BY TESLIM SHITTA-BEY|     These are choppy times for investors in Nigeria, not only are they likely to face painful falls in the values of stock market investments, they are also likely to see significant diminution in the value of all other types of investments. Why? It’s the economy, simple. Already the government’s budget benchmark price of oil has been kicked in the gut with oil prices ranging from as low as $32 per barrel to as high as $34 per barrel in the course of the first week of the new year (this abstracts from the temporary one day spike of $39 per barrel when news broke out of a simmering diplomatic face-off between Saudi Arabia and Iran over the Saudi Arabian execution of a Shiite Islamic cleric).

Low international oil prices, therefore, suggests that the Federal Government’s fiscal budget projections for 2016 have been put under severe pressure as a major fall in anticipated revenue could lead to a widening of government’s budget deficit and a need to extend its borrowing more than it had earlier expected. This would mean the issuing of fresh rounds of treasury bills which would have to be priced at rates that would coax funds away from competitive private sector uses. In other words, the government’s fresh borrowing needs would raise short and medium term interest rates and elbow aside private sector loan demands. The flip side of this is that non-bank financial institutions listed on the stock exchange would find that they would be faced with higher finance charges in the course of the year, leading to lower after tax incomes (and inevitably lower dividends).

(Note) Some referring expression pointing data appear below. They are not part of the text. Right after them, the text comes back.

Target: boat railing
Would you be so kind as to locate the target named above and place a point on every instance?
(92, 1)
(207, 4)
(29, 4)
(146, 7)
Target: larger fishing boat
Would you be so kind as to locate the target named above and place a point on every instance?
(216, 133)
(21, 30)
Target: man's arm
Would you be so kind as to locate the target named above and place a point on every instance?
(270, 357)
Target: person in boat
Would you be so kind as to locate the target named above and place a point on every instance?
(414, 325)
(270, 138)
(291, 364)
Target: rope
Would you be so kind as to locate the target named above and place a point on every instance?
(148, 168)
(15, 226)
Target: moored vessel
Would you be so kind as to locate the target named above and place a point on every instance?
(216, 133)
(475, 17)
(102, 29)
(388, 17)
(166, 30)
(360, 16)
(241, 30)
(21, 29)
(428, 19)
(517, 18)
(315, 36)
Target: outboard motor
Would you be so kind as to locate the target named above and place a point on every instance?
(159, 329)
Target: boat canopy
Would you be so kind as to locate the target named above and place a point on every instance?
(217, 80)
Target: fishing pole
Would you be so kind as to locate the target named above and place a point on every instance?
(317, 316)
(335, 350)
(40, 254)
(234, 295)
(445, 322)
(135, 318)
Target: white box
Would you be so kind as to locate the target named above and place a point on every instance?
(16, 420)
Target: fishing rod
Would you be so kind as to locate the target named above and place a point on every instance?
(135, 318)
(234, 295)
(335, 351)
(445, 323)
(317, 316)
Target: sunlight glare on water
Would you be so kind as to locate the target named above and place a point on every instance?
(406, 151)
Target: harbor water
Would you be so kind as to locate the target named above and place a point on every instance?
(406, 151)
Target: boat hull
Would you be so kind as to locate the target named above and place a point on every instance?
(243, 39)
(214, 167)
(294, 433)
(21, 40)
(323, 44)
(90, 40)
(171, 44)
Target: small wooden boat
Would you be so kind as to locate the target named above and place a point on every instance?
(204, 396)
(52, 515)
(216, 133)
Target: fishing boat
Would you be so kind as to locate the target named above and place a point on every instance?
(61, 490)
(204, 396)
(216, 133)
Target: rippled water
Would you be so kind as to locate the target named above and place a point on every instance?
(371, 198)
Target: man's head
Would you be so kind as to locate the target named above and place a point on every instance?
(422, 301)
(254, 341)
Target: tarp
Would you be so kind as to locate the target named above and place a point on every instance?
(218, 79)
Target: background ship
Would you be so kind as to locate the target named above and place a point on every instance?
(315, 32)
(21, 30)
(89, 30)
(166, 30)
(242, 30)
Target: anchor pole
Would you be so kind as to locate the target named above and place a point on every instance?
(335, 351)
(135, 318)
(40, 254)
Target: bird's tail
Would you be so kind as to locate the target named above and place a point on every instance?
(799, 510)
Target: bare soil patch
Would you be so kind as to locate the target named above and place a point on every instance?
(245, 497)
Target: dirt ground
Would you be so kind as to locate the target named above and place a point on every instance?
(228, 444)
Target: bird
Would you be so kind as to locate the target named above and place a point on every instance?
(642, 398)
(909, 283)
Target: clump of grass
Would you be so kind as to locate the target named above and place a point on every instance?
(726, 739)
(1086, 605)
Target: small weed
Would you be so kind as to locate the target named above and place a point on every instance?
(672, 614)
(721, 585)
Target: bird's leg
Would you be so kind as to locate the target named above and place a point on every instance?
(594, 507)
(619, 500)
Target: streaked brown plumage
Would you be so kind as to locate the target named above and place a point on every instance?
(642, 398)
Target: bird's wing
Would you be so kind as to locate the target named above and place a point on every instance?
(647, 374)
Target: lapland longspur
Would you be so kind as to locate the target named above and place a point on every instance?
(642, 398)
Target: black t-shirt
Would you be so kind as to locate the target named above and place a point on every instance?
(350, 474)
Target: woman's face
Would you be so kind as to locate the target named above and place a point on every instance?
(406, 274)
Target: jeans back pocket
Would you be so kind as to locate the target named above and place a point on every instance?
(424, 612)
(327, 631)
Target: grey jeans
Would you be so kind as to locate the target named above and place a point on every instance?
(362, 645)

The troubles of quoted companies listed on the NSE would not be limited to higher financing costs. Another sore to itch would be the deteriorating availability of foreign exchange needed to import inputs. The higher naira to dollar exchange rate in unofficial markets would strain the treasuries of many of these companies and hurt their ability to produce replacement stock on a sustainable basis. What this means is that quite a large number of these companies would see gross earnings fall or at the minimum grow at significantly slower paces. What this means is that for growth investors (those that invest in companies that have prospects of strong earnings), this is going to be a very long and pitiful investment winter. For value investors (those that look for undervalued stocks), however, this might actually be a boon period as the market excessively penalizes companies for their difficult operating conditions.

The All Shares Index (ASI), for example, has already seen a New Year decline of -5.63 percent year-to-date (in other words in first week of the year) or a year –on-year decline of -7.45 percent. The weak market growth at the beginning of the year foretells the challenges that the market expects to see in the first two quarters. Even the hitherto, strong banking and finance sector is likely to be tossed by recessionary storms worsened by the removal of Commission on Turnover (COT) charges within the year and the implementation of the Federal Government’s Single Treasury Account (STA) policy which would reduce retail banking liquidity and ‘float’ incomes (incomes made from idle federal balances that should but habitually were not remitted to the central bank over long periods). Banking sector stocks are, therefore, not likely to be the pretty maidens they were in previous years.

On the other hand, stocks in the building and construction sector are potentially good buys for those not particularly interested in purchasing bargain basement stocks (stocks with market values that have temporarily been knocked down to the ground). Stocks such as Dangote Cement (current market price N 59.99 per share, p/e 14.5) and Lafarge Wapco (current market price N105, p/e 15.09) should see major value growth as the Federal Government’s capital expenditure on road construction and housing have salutary effects on these companies turnovers and after tax profits. Companies listed in the agricultural sector should also see marginal improvements in their performance as many of them have limited import requirements and are heavily reliant on local labour and commercial retail and wholesale markets companies such as Okomu Oil (current price N36.25, p/e 20.50) should therefore appear quite attractive to aggressive growth stock buyers.

Oil & gas stocks on the other hand are pariahs. Buying into the sector at the moment could prove very risky; the prospective removal of subsidy and the incessant disruptions to sales could hurt revenues and bottom lines during the course of the year. The horrible interim third quarter results of Oando for 2015 shows what could occur if industry outlook dims. The distortions in the local pricing of Premium Motor Spirit (petrol) and Dual Purpose Kerosene (DPK) have hobbled the retail business of major oil marketers. With the Federal Government breathing down their necks to supply and sell PMS at N86.50, a price they all consider only marginally profitable, the droopy faces of most petroleum marketing executives is a gritty sign of the times.

Investors are likely to have a fairly tepid year in 2016 as stock market values prove difficult to pull up against a tottering fiscal economy and shrinking consumer spending power. However since rolling over and playing dead is not a viable option for survival, investors may increasingly need to keep their eyes glued to the nation’s macroeconomic dashboard and move with speed and boldness.